Minding Frankie - Maeve Binchy [94]
Once a week, Carl drove her in to the clinic so that she could see everyone and keep up to date on what was happening. She was pleased that Moira was going to the country place for the weekend. It might cheer her up.…
Moira looked out of the train as she crossed Ireland towards her home. She had packed her little case and had no idea where she would stay. Perhaps her father and Mrs. Kennedy might offer her a bed?
Mrs. Kennedy was fairly frosty when Moira telephoned to speak to her father. “He’s having a lie-down. He always takes a siesta from five till six,” she said, as if Moira should somehow have known this.
“I’m in the area,” Moira said. “I was wondering if I could call in and see him?”
“Would that be before or after supper?” Mrs. Kennedy inquired.
Moira drew a deep breath.
“Or even during supper?” she suggested.
Mrs. Kennedy was more practical than welcoming. “We only have two lamb chops,” she said.
“Oh, don’t mind about me. I’m happy with vegetables,” she said.
“Will you arrange that with your father when he wakes up? We don’t know what he would want.”
“Yes, I’ll call again at six,” Moira said through her teeth. She had eased her father’s passage to live openly with Mrs. Kennedy and this was the thanks she got. Life was certainly unfair.
But then Moira knew that already from her work. Men laid off from work with no warning and poor compensation; women drawn into the drugs business because it’s the only way to get a bit of ready money; girls running away from home and refusing to go back because what was there was somehow worse than sleeping under a bridge. Moira had seen babies born and go home from the hospital to totally unsatisfactory setups while hundreds of infertile couples ached to adopt them.
Moira sat in a café waiting for the time to pass until her father woke from his siesta. Siesta! There would have been little of that in the old days. Father would come in tired from his work on the farm. Sometimes Mother had cooked a meal—most times not. Moira and Pat used to peel the potatoes so that that much was done anyway. Pat was not considered a reliable farmhand, so Dad would ensure that all the hens had been returned to their coop. He would call out until the sheepdog came home. Then he would pat the dog’s head. “Good man, Shep.” Every dog they had over the years was called Shep.

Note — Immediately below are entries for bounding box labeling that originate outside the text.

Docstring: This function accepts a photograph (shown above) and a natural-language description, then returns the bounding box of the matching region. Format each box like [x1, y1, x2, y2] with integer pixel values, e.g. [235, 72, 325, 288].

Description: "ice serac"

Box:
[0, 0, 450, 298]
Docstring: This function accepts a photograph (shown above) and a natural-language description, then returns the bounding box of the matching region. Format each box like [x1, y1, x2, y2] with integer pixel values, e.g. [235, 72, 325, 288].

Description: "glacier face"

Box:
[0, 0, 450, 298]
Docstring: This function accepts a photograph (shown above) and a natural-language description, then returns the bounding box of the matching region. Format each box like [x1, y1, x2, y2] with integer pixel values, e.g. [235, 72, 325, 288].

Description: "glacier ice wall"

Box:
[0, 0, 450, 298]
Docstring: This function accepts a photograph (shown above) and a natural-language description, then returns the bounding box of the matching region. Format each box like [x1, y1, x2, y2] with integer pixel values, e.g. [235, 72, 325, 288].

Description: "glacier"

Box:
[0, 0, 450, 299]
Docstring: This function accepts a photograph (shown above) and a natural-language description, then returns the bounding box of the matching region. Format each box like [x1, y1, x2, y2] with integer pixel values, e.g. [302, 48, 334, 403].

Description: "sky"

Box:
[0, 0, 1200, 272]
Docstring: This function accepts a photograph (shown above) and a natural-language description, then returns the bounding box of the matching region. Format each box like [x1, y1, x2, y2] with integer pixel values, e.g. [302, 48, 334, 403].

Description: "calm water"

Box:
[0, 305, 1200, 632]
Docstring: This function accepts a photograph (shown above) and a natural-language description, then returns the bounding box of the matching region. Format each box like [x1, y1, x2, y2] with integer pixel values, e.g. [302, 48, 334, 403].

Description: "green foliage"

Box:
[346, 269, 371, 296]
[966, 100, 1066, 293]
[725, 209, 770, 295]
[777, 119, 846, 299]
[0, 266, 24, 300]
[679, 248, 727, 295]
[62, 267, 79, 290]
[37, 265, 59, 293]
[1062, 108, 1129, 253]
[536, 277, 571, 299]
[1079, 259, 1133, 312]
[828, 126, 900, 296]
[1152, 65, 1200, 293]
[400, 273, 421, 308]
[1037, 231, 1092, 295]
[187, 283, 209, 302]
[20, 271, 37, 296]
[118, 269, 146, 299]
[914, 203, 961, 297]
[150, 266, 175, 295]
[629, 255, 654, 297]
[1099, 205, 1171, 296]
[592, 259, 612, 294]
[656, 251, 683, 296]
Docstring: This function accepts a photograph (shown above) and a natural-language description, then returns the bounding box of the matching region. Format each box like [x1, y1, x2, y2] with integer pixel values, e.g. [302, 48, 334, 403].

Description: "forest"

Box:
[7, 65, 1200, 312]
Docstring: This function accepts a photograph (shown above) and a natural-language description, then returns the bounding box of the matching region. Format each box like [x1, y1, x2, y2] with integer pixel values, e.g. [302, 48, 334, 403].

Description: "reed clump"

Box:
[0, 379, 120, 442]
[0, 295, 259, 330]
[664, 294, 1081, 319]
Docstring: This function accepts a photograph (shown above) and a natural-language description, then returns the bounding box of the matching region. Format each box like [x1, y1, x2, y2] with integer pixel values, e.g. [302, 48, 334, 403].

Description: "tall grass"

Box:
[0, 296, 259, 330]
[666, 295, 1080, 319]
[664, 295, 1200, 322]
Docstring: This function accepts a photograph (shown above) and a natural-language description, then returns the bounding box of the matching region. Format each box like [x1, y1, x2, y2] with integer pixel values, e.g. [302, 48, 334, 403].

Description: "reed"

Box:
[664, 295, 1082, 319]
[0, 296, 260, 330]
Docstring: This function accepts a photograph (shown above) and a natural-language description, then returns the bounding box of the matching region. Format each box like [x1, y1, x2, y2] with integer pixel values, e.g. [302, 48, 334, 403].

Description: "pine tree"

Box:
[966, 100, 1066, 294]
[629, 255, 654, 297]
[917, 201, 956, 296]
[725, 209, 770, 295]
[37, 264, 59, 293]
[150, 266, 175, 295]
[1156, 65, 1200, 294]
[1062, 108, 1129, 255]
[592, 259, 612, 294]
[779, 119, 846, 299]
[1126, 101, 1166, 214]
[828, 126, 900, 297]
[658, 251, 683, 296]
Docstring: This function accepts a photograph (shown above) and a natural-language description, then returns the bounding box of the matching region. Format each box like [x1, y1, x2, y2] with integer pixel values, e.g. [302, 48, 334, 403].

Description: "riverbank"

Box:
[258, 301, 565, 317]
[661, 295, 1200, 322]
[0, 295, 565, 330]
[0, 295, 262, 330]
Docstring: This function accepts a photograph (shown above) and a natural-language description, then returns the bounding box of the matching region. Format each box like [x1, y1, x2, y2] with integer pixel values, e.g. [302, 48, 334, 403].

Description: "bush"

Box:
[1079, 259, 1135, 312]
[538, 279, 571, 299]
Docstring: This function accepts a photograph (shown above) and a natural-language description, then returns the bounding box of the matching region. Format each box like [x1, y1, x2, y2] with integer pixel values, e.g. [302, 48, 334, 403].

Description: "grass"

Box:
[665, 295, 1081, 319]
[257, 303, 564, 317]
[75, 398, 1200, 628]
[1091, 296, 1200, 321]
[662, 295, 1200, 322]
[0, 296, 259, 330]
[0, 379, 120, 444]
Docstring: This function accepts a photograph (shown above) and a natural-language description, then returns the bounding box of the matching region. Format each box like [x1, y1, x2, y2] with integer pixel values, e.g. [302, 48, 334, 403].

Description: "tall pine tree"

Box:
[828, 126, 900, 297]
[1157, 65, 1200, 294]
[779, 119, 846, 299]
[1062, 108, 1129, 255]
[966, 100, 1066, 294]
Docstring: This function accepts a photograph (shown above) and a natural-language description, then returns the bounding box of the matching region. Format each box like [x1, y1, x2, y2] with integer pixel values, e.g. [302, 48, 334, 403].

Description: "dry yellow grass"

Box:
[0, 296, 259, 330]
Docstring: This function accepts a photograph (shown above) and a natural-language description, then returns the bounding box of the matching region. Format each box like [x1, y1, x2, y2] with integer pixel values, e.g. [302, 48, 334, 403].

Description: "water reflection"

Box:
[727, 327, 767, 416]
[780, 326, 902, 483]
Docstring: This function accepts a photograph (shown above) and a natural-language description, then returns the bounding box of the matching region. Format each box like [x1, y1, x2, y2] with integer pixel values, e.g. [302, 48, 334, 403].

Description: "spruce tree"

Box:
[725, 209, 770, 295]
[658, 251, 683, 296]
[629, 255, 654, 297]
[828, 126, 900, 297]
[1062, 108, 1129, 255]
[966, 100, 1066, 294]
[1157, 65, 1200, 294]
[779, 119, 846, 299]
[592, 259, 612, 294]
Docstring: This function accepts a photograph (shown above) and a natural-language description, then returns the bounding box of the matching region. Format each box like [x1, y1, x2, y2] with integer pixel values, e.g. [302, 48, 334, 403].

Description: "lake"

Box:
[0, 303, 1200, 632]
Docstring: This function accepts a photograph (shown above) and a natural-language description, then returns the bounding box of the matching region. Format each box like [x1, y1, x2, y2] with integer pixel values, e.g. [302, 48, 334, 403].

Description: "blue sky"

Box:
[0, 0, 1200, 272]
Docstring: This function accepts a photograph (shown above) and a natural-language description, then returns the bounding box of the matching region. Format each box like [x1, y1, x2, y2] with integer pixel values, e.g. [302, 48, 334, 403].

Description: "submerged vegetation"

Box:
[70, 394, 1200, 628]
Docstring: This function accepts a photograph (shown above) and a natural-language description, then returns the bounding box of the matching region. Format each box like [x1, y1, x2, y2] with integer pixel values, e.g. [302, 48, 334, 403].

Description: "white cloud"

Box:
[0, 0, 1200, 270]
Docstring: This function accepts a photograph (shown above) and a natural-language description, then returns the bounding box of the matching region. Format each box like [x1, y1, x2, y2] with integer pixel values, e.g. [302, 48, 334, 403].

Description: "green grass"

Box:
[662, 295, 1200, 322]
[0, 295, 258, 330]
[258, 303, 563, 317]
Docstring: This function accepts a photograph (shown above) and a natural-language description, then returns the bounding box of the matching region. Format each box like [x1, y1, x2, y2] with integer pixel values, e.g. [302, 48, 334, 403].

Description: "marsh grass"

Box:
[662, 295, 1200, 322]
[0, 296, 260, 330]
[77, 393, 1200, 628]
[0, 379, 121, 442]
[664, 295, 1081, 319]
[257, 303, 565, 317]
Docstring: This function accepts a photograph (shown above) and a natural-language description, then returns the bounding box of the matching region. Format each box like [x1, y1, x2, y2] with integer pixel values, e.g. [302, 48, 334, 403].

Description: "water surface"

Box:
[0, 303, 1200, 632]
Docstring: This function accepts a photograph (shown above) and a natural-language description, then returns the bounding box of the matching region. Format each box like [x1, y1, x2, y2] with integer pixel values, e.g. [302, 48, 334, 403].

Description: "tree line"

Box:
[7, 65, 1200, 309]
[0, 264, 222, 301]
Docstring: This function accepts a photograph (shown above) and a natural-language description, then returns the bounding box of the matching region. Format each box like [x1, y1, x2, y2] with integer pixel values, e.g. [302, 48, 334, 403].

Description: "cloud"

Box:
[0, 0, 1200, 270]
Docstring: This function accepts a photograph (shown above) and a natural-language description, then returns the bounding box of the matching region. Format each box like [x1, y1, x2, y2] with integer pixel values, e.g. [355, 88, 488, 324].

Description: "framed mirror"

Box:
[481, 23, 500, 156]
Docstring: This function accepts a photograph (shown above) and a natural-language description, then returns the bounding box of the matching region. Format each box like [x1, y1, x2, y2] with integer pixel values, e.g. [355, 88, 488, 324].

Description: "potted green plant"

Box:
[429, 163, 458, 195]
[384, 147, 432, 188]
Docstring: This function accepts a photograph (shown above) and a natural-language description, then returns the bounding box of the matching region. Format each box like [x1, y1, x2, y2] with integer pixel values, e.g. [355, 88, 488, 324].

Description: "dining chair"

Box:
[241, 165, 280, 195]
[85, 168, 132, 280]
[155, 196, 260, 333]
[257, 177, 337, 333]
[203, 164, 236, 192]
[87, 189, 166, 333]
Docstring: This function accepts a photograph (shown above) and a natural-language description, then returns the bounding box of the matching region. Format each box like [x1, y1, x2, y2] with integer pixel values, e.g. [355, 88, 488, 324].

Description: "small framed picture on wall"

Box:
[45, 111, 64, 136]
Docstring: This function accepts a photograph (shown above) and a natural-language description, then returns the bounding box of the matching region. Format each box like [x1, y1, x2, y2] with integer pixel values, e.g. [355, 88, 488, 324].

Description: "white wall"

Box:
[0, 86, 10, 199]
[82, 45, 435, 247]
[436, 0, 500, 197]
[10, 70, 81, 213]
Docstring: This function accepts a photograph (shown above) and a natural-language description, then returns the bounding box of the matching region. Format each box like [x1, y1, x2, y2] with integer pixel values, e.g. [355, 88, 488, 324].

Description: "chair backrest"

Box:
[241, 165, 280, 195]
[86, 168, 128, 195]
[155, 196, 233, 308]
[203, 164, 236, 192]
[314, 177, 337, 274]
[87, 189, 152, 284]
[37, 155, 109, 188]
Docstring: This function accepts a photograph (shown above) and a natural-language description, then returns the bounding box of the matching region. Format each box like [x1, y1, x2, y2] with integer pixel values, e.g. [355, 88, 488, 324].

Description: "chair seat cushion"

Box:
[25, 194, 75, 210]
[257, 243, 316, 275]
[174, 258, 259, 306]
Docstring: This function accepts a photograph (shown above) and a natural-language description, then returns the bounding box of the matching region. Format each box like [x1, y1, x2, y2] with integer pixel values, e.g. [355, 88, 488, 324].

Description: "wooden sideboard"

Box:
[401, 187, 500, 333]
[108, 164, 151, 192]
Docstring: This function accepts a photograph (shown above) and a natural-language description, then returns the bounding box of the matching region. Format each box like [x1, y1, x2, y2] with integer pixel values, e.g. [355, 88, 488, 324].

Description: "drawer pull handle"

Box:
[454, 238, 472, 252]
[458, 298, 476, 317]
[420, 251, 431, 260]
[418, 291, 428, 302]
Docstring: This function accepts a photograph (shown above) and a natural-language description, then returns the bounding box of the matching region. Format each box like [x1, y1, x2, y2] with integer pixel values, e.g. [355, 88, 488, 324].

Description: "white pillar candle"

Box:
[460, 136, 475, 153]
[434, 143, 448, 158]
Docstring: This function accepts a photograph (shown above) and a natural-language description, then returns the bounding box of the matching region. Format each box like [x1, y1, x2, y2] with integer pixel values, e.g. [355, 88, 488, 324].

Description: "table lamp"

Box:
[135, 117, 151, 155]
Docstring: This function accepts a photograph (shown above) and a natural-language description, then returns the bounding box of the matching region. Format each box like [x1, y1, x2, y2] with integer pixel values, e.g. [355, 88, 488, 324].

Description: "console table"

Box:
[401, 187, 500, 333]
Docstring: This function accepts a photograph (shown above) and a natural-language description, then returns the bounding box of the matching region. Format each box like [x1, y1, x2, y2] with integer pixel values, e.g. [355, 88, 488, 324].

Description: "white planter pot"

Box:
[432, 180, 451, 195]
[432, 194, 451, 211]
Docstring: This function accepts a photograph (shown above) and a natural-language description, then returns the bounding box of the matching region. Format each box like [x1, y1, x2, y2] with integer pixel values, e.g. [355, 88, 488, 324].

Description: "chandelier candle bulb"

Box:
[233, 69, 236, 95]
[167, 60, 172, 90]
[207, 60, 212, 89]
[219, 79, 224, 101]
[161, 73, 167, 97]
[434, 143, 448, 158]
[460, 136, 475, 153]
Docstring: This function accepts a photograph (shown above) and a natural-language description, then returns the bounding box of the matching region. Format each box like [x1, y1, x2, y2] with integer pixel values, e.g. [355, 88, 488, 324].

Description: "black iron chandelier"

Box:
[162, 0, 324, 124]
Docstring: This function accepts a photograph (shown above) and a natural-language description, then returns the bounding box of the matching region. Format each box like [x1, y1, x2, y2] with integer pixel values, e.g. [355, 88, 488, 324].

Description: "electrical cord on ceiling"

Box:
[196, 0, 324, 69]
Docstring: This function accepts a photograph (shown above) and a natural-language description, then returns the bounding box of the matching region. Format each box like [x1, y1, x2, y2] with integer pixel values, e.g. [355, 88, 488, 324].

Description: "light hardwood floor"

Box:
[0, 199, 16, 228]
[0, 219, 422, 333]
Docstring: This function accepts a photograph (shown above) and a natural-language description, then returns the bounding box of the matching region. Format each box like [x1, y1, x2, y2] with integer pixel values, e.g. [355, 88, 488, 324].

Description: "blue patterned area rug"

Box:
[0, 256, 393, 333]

Only then would he have his supper. Often he had had to get the supper ready—a big pot of potatoes and a couple of slices of ham, the potatoes often eaten straight from the saucepan and the salt spooned from the packet.
Life had changed for the better in her father’s case. She should be glad that he had that wordless Mrs. Kennedy looking after him and cooking him a lamb chop of an evening. Why was the woman so unwelcoming? She had no fear of Moira and she should know that. But then she had always been stern and forbidding. She seldom smiled.
With a shock she realized that this is what people actually said about her. Even Mr. Ennis had mentioned that Moira was very unsmiling and seemed highly disapproving of things.
When Moira rang back, her father sounded lively and happy. She knew that he spent a lot of time wood carving nowadays and had built an extra room for his work. He did most of the talking and finally said, “So are you coming for supper tonight?” as if there was never any question.
She took a bus out to Mrs. Kennedy’s and knocked on the door timidly.
“Oh, Moira.” Mrs. Kennedy showed just enough recognition and acknowledgment that she had arrived, but no real pleasure.
“I’m not disturbing you or my father?”
“No, please come in. Your father is freshening himself up for supper.”
That was a personal first, Moira thought to herself. Her poor father would sit down for whatever meal there might be with muddy boots and a sweaty shirt, ready to spoon out the potatoes to Pat and herself and her mother, if she ever sat down. Things were very different now.